The 12 Dishes of Christmas #8

Celebrating Burns with Neeps and Tatties

Check out the earlier posts to refresh your memory on this year’s GBC Festival Feast, with our ‘12 dishes of Christmas’ .This is dish #8 and the final main course option. The next post will be the start of the desserts (what everyone’s been waiting for), but for now we’ve got a Scottish classic to round off a diverse menu with fantastic global influences.

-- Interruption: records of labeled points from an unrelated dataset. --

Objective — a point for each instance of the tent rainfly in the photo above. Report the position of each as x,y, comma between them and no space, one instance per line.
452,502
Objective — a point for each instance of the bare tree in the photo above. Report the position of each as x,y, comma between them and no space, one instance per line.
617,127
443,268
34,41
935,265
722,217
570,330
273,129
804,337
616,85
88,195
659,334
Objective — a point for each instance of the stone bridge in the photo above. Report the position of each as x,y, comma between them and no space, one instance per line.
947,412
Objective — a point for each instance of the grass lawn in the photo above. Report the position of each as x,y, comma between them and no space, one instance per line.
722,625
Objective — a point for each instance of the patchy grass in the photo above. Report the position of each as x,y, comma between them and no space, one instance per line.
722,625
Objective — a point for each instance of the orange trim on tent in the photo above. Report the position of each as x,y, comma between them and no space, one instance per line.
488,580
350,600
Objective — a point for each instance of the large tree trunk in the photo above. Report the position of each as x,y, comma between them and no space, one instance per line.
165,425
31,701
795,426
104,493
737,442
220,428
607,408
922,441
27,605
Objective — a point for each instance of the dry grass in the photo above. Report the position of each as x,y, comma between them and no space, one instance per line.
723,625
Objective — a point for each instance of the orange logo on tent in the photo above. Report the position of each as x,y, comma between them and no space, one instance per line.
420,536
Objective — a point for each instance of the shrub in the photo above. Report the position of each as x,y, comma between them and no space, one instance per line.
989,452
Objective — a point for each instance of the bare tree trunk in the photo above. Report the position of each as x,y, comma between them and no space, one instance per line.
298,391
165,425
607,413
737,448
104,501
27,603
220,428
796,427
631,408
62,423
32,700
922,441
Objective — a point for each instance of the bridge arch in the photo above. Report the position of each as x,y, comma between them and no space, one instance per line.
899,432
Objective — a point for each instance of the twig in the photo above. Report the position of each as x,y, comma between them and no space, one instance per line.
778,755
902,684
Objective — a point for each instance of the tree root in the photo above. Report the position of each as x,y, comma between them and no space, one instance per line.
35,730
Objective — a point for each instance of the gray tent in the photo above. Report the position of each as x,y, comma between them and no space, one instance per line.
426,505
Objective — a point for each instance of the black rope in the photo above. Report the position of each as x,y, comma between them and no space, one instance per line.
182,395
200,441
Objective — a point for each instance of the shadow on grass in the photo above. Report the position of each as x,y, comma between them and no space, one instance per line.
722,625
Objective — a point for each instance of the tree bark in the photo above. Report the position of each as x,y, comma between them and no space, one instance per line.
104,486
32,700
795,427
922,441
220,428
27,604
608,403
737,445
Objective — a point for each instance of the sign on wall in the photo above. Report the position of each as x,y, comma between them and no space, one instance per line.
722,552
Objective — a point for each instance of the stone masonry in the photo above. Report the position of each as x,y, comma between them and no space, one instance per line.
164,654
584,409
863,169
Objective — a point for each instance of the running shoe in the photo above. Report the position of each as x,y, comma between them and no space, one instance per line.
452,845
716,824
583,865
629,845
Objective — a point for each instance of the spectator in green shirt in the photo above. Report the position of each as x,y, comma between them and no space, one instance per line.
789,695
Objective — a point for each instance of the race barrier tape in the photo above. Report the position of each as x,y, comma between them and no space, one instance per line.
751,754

Burns Night. A little late on the Christmas front, but this is a serious celebration meal, and still an event we associate with the festive season. ‘Burns Suppers’ as they are known, are carried out all over the country and there are even clubs devoted to holding these events. Formal dinners follow a set pattern and order with events such as the arrival of the haggis and the ‘address to the haggis’. There are also many toasts and speeches of appreciation including a ‘toast to the lassies’. The dinner is about the celebration of the life and works of poet Robert Burns, and it’s not just celebrated in Scotland, the New Zealand city of Dunedin also has a strong tradition of Burns Night as his nephew lived in the city.

Haggis
Haggis

A verse of the ‘address to the haggis:

But mark the Rustic, haggis fed,
The trembling earth resounds his tread.
Clap in his wallie nieve a blade,
He’ll mak it whistle;
An’ legs an’ arms, an’ heads will sned,
Like taps o’ thristle.

Ingredients

For the haggis

1 x 1 kg/2¼lb haggis

For the neeps and tatties

250g/9oz swede/turnip, cut into quarters
200g/7oz unsalted butter
1 tbsp double cream
salt and freshly ground black pepper
450g/1lb potatoes, quartered
200ml/7fl oz ready-made gravy, to serve

Preparation method

1. For the haggis, bring a large pan of water to the boil, carefully add the haggis, then reduce the heat to very low and simmer the haggis for 75 minutes, topping up with water if necessary.
2. Meanwhile, for the neeps and tatties, bring a separate pan of salted water to the boil, add the swede/turnip pieces and cook for 20-25 minutes, or until tender.
3. Drain well, then return to the pan, add half of the butter and all of the cream and mash until smooth. Season, to taste, with salt and freshly ground black pepper. Set aside and keep warm.
4. Bring the potato pieces to the boil in a separate pan of salted water, then reduce the heat and simmer for 20-25 minutes, or until tender.
5. Drain well, then return to the pan, add the remaining butter and mash until smooth. Season, to taste, with salt and freshly ground black pepper. Set aside and keep warm.
6. To serve, cut the haggis open and place 200-250g/7oz-9oz into the centre of each of four serving plates. Spoon the neeps and tatties alongside. Drizzle over the gravy.